The study, published in Nature Genetics, involved the researchers using tumour biopsy samples to identify a number of mutations or discrepancies in the DNA code. The team also identified epigenetic changes, which alter how genes are expressed, and found that at least two of these new mutations could be blocked by existing drugs. Current pharmaceuticals available would not affect the other molecular targets found but it is possible that appropriate drugs could be developed in the future.
These results offer new insight about how these rare and aggressive tumours are built and the types of treatment that could be used to target their abnormal molecular changes.

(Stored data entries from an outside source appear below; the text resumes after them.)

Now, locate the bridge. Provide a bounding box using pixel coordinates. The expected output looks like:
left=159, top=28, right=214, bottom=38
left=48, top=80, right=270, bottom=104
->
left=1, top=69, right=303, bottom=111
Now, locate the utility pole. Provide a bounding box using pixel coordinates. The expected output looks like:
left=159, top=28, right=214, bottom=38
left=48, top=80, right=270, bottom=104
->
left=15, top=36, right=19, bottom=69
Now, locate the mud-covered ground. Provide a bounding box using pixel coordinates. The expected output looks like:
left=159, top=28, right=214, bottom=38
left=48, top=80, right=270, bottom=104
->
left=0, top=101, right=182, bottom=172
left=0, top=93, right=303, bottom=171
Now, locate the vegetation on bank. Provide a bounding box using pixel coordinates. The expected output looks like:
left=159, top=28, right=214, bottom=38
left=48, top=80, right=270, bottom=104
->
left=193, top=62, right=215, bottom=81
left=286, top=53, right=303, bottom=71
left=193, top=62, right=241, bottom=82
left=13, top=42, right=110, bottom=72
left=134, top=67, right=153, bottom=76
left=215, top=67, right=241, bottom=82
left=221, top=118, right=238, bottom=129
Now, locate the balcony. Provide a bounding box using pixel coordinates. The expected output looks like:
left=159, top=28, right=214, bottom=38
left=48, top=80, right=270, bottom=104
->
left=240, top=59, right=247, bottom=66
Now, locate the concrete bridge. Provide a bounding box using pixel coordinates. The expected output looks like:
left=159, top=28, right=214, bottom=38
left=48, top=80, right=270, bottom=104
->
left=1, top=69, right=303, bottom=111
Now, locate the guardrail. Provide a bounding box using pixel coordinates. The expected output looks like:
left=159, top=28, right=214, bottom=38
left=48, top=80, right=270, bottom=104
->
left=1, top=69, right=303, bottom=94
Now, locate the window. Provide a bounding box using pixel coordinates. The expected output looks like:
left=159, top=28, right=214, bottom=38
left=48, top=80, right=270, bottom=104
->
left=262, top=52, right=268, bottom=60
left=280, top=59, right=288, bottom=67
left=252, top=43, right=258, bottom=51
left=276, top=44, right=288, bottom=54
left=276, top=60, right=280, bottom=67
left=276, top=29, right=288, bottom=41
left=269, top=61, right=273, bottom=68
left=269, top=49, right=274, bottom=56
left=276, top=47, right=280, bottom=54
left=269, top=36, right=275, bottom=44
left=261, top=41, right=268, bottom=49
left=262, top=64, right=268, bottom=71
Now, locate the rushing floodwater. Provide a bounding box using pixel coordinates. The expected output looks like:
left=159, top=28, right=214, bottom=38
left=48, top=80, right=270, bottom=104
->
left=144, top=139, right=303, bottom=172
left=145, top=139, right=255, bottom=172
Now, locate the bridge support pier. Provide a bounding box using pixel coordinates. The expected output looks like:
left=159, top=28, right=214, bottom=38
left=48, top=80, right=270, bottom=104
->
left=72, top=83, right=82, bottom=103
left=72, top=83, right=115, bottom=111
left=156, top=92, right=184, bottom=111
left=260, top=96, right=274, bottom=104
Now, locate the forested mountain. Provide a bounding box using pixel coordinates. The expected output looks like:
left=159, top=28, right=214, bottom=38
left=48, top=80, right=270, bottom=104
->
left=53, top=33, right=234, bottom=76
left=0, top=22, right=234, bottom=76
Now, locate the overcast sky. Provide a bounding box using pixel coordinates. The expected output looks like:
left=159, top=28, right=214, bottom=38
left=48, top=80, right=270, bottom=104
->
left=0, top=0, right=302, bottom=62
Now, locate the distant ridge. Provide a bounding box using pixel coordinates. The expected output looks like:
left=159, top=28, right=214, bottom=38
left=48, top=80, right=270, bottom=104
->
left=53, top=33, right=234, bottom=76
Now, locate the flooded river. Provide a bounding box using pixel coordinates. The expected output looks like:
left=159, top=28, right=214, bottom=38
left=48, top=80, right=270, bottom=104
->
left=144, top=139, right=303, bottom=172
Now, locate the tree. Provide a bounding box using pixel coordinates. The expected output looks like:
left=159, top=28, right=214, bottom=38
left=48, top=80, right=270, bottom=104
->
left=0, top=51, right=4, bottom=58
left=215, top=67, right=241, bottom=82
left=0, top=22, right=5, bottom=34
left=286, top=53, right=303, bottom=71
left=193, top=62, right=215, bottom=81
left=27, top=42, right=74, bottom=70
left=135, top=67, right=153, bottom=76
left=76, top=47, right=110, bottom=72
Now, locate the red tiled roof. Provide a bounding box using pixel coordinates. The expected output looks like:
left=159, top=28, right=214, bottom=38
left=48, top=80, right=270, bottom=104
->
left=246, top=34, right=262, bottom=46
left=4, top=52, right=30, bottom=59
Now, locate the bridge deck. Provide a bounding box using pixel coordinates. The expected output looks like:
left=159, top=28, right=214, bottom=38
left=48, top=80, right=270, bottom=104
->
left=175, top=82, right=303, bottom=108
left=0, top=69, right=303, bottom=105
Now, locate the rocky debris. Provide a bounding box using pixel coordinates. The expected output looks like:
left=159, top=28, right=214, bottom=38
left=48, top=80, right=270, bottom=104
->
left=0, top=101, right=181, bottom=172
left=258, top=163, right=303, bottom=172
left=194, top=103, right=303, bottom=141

"For the most malignant tumour in pediatrics, we finally are beginning to gain a handle on the development of this disease, which is critical to devising effective therapies," said Dr Mark Kieran, a neuro-oncologist and clinical director of the Brain Tumor Center at Dana-Farber/Boston Children's.
Dr Kieran and neuropathologist Dr Keith Ligon are both co-senior authors of the study, along with two other researchers.

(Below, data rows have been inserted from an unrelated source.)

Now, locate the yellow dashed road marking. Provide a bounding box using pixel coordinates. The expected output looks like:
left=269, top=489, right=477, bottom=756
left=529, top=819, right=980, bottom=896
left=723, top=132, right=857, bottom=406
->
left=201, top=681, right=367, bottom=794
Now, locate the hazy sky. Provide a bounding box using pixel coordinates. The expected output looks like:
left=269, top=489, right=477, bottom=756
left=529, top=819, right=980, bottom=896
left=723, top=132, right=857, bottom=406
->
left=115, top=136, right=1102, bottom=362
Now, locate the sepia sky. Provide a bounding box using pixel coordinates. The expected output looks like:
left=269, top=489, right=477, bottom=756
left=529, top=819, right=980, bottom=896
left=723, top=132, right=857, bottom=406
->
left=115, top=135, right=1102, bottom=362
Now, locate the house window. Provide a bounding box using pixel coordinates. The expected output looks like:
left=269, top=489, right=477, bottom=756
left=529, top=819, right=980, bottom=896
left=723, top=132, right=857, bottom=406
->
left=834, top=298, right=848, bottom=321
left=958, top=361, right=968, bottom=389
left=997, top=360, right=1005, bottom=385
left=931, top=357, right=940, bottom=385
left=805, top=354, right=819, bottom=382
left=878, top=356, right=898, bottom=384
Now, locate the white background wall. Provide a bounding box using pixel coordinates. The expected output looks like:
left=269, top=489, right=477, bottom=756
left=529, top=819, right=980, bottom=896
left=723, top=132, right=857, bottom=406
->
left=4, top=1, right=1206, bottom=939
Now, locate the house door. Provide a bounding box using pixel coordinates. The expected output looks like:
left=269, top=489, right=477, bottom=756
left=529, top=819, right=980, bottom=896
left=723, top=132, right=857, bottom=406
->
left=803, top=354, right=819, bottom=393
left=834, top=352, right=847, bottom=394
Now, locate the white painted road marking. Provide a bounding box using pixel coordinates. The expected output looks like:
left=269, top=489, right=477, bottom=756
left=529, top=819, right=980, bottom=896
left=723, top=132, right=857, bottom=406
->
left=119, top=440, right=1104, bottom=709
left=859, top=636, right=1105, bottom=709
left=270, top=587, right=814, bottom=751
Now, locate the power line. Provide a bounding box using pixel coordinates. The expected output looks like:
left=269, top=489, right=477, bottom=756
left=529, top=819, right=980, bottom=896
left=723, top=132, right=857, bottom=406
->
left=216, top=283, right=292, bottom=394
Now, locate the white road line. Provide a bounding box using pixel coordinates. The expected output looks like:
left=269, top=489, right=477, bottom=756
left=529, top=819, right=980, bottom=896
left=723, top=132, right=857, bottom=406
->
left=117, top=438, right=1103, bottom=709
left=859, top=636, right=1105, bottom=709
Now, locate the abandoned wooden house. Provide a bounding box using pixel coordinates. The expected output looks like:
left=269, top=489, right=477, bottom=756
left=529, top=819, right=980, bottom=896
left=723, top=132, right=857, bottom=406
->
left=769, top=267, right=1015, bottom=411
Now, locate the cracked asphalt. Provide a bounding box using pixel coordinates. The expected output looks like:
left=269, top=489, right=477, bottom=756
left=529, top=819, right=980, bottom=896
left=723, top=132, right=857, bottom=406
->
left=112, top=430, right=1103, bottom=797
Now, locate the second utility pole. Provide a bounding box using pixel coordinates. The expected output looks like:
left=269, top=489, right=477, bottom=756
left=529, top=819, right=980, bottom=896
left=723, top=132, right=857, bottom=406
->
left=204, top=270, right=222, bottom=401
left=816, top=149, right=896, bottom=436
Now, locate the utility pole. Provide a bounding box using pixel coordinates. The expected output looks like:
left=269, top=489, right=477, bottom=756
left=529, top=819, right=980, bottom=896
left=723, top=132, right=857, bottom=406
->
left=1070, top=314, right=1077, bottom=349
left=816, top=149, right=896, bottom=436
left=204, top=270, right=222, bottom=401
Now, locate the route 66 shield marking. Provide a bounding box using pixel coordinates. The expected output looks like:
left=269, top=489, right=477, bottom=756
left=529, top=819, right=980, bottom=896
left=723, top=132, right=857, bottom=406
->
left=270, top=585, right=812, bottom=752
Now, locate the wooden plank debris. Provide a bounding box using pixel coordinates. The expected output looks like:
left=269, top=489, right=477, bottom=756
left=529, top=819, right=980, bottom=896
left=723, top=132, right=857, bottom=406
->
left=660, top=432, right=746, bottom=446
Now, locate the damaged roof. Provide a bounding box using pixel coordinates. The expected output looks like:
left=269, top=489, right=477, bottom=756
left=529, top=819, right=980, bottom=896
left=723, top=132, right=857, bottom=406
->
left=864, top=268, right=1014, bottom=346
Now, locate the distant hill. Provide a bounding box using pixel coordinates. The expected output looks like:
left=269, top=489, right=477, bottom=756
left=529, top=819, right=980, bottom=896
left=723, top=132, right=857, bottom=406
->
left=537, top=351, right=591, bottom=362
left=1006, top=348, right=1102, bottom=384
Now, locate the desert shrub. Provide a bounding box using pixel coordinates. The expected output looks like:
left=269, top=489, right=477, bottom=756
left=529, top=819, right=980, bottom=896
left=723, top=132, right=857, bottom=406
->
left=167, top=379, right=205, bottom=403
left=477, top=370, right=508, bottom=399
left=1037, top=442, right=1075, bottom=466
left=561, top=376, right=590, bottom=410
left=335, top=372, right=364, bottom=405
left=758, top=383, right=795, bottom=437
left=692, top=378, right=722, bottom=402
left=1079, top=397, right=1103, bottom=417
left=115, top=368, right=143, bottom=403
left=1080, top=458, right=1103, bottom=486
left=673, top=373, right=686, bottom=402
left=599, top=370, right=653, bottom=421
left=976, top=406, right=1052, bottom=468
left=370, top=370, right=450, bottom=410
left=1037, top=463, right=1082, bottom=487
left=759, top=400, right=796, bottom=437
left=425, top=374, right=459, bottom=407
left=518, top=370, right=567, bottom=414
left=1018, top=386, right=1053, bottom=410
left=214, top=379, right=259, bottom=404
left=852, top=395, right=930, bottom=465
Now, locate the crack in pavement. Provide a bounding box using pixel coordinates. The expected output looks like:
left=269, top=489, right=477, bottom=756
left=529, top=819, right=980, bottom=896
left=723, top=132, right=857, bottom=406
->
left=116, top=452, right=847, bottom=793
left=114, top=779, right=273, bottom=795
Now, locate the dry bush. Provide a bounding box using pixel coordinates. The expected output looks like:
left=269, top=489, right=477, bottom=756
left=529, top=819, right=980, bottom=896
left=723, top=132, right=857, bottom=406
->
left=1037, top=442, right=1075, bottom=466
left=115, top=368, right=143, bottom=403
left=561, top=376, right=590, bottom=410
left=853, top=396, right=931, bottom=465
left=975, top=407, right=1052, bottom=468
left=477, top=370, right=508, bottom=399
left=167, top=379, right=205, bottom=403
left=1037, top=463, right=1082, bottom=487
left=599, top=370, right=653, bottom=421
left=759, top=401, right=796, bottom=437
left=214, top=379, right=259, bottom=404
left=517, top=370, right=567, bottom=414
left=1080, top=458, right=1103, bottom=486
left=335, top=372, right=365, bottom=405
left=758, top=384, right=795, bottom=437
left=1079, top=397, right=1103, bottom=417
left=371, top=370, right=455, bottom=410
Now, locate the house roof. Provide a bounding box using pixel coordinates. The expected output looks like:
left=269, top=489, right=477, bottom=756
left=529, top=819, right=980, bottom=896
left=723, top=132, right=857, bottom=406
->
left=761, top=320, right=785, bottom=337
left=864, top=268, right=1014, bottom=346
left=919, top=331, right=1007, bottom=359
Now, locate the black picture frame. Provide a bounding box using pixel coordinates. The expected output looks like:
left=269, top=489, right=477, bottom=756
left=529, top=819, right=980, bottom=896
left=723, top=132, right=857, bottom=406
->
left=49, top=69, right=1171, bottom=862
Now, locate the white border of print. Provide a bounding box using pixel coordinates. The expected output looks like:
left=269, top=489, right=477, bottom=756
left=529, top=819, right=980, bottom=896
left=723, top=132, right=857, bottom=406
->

The findings can partly be attributed to previous research conducted at the Boston Children's Hospital, which began more than a decade ago to try and create a collaborative "precision medicine" clinical trial.
The trial was designed to make discoveries that would change the treatment for children with the most aggressive form of brain tumour - diffuse intrinsic pontine glioma (DIPG). DIPGs develop in the brainstem, making them impossible to remove safely through surgery.